No other document released by UT has associate professor attached to her title and her confirmation by their Board of Trustees only lists her job as dean. But, unless I see evidence that contradicts their story, I’ll move right along.
More than anything, I’m impressed with how quickly they were able to find and produce two-year-old emails.
Since August, I’ve made multiple requests for emails from the administration regarding some of the budget cuts. After waiting around two weeks for a response, I’ve been told my requests are “ambiguous and overly broad.” (If they were ambiguous and overly broad, why did it take two weeks to tell me that?) The state attorney general writes that “a public office has no duty to fulfill requests that do not specifically and particularly describe the records the requester is seeking” because the requester has to be able to provide enough information that the agency will be able to find the records, if they exist. But even seemingly valid requests can be denied this way because of how loosely “overly broad” is itself defined.

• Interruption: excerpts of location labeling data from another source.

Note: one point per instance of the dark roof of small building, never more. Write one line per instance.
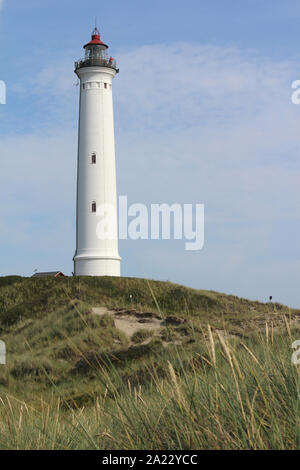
(49, 274)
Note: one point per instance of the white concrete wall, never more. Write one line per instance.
(96, 182)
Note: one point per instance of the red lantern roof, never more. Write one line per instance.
(96, 39)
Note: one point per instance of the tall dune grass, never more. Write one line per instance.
(228, 394)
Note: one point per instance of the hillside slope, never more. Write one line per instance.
(122, 363)
(53, 335)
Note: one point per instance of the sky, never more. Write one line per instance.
(203, 114)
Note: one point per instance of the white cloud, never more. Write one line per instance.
(193, 124)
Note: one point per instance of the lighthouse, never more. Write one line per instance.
(96, 213)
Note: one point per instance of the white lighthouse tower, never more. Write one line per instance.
(96, 255)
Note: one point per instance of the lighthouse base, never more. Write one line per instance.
(102, 266)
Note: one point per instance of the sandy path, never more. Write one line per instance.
(129, 323)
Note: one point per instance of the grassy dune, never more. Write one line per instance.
(220, 377)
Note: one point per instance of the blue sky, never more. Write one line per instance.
(203, 114)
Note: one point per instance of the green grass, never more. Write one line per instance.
(73, 381)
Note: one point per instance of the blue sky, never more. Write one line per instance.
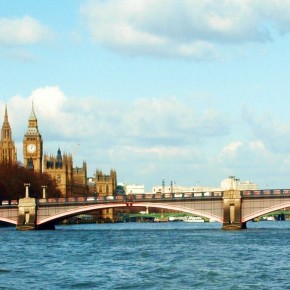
(188, 91)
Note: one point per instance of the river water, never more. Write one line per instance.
(147, 256)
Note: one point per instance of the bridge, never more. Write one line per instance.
(232, 208)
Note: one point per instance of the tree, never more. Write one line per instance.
(14, 176)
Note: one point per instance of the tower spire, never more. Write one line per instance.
(7, 148)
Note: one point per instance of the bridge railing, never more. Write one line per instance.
(9, 202)
(131, 197)
(265, 192)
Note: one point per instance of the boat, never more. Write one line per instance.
(193, 219)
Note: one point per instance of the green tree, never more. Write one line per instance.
(14, 176)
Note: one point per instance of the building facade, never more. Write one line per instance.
(70, 181)
(8, 153)
(33, 145)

Here is one request that was denied:
“Under the Ohio Open Records Law, §149.43 et seq., I am requesting an opportunity to inspect or obtain copies of public records that describe work-related emails from July 7 to July 12 sent by Nathan Mortimer, whether using a university-provided account or a personal account, in his role as either the University of Akron’s chief financial officer or its interim athletic director.”
My grandmother, who is still sharp as a whip but not so great with technology, could locate those emails. I’d bet the university can too.
Ohio’s Public Records Act “was designed by the General Assembly to allow public scrutiny of public offices” (State ex rel. Oriana House, Inc. v. Montgomery) and that’s because not only do state-supported agencies operate with taxpayer money, but more importantly, because they operate in the interests of the public good with the trust of the public.
The trust of the public seems to be low for UA, and because past behavior is the best predictor of future results, I’d bet the president would point a finger at the media if asked about that.
However, despite how much the university has been in the news, how much do you really know about its strategic plan? How much do you know about the direction the Board of Trustees wants the university to go?
I know there are people who are tired of the extended coverage about the university—good gravy, I am too—but all I’ve wanted from the beginning is to understand the thinking. Why lay-off 161 people—and why this position instead of that—and why cut baseball and gut the Office of Multicultural Development and outsource students support, dining, online nursing programs and IT, etc.?
A lot of thinking has gone into all of this. There is a philosophy. The debate should be over the merits of the plan. We, the community, don’t have to agree but we should be allowed to have that conversation. Instead, it’s about whether they’re hiding something from us.